I first came across the Watts Towers through an account in The Ascent of Man, the history of science which was the brilliant creation of Jacob Bronowski. Bronowski says that Simon Rodia “had learned his engineering skill as he went along, by doing, and by taking pleasure in the doing.”  That’s a good basis for life; we learn best by doing and taking pleasure in the doing.

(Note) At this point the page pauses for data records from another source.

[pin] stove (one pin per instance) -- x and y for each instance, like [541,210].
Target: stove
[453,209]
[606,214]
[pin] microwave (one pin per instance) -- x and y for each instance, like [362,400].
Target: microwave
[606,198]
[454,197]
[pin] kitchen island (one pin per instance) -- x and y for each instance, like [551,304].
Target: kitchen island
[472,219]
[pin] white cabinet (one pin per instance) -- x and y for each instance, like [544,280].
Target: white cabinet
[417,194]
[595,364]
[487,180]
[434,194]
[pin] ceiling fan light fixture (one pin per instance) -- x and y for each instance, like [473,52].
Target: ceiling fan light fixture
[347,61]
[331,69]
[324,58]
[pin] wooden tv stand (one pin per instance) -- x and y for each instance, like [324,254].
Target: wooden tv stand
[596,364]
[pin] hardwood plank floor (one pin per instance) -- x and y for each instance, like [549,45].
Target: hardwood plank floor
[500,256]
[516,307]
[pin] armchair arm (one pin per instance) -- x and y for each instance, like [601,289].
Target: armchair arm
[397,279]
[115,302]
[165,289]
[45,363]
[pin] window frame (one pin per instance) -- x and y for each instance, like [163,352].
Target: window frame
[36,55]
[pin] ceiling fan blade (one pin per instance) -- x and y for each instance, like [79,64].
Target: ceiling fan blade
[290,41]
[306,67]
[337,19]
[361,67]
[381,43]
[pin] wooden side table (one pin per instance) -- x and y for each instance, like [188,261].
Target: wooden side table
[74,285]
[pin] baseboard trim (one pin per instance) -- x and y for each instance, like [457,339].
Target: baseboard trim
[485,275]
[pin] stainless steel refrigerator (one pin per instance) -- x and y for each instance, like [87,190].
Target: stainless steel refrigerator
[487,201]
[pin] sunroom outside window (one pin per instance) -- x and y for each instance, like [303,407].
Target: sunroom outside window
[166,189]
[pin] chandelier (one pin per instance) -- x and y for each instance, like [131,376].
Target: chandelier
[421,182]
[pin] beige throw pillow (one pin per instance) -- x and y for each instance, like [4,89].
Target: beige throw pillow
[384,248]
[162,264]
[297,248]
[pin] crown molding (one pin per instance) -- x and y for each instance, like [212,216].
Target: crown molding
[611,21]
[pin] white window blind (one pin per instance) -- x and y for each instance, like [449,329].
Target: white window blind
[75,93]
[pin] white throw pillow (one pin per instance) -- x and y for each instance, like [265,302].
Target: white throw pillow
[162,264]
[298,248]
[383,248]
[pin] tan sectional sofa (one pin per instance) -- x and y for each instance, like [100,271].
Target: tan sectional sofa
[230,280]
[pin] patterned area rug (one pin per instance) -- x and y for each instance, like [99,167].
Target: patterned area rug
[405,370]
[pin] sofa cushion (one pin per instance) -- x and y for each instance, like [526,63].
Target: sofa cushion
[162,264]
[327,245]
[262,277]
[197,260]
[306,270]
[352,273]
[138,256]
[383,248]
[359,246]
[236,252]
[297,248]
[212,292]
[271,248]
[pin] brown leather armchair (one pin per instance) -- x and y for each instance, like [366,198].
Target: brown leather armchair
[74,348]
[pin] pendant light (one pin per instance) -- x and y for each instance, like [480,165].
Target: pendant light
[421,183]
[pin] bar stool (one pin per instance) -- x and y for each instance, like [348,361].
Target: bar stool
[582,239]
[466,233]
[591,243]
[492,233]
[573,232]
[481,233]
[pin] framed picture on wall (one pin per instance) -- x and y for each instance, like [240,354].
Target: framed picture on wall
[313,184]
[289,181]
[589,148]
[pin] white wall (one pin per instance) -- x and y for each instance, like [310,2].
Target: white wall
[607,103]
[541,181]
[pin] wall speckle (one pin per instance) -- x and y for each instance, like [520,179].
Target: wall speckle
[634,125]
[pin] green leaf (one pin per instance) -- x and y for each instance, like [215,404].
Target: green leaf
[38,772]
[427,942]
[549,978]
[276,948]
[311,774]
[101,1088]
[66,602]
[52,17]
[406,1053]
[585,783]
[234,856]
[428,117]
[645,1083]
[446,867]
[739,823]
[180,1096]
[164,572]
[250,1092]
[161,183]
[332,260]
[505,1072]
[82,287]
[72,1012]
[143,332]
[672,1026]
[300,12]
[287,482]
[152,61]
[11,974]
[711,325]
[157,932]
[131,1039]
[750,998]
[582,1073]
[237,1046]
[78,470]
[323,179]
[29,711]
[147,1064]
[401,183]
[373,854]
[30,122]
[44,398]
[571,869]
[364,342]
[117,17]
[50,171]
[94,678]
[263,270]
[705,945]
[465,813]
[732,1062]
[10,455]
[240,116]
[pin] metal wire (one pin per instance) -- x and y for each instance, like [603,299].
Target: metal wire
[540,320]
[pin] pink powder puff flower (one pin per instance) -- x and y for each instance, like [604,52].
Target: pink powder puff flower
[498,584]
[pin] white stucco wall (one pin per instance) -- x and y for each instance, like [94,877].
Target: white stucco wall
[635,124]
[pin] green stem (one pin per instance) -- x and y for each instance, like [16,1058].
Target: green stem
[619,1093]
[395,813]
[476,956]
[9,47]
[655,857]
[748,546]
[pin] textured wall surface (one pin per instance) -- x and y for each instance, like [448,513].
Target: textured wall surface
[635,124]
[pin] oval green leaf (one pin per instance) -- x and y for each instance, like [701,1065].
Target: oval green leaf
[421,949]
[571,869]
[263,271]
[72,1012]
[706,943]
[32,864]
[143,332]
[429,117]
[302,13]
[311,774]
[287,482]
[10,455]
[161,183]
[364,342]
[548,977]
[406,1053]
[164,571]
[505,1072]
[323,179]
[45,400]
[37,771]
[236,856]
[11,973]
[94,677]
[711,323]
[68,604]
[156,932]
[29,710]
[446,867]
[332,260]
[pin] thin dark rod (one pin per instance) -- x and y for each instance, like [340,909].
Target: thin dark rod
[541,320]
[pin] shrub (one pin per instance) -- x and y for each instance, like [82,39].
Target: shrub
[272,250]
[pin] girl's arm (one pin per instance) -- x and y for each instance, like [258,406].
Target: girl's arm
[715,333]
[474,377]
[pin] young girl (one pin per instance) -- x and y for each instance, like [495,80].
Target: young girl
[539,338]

The Bible begins with two creation stories. In the first of them, in Genesis 1, we read that on the first ever Friday afternoon, we humans were made in the image of our creator. But if you’ve read from the beginning of the Bible, at that point you only know two things about God. The first is that he has spent five days making things. The second thing is that he looks at what he has brought into being and he sees ‘that it is good’. So the most fundamental thing about us, in his image, is that we have an inbuilt drive to create and a propensity to take delight in what is; our fundamental humanity is found in being excited about bringing things into being and in finding joy in what exists … hence we occasionally finding ourselves building giant Things colourfully, magnificently and extravagantly. However, creating is not always about making physical things; for some of us the creative satisfaction is in creating music or literature or knowledge or understanding or insight or community or family; bringing into being something intangible is no less creative. It is worth taking a little time to wonder what exists which would not be there without us; whatever you have brought into being is a reflection of the divine creative spark in each of us which is fundamental to who we are.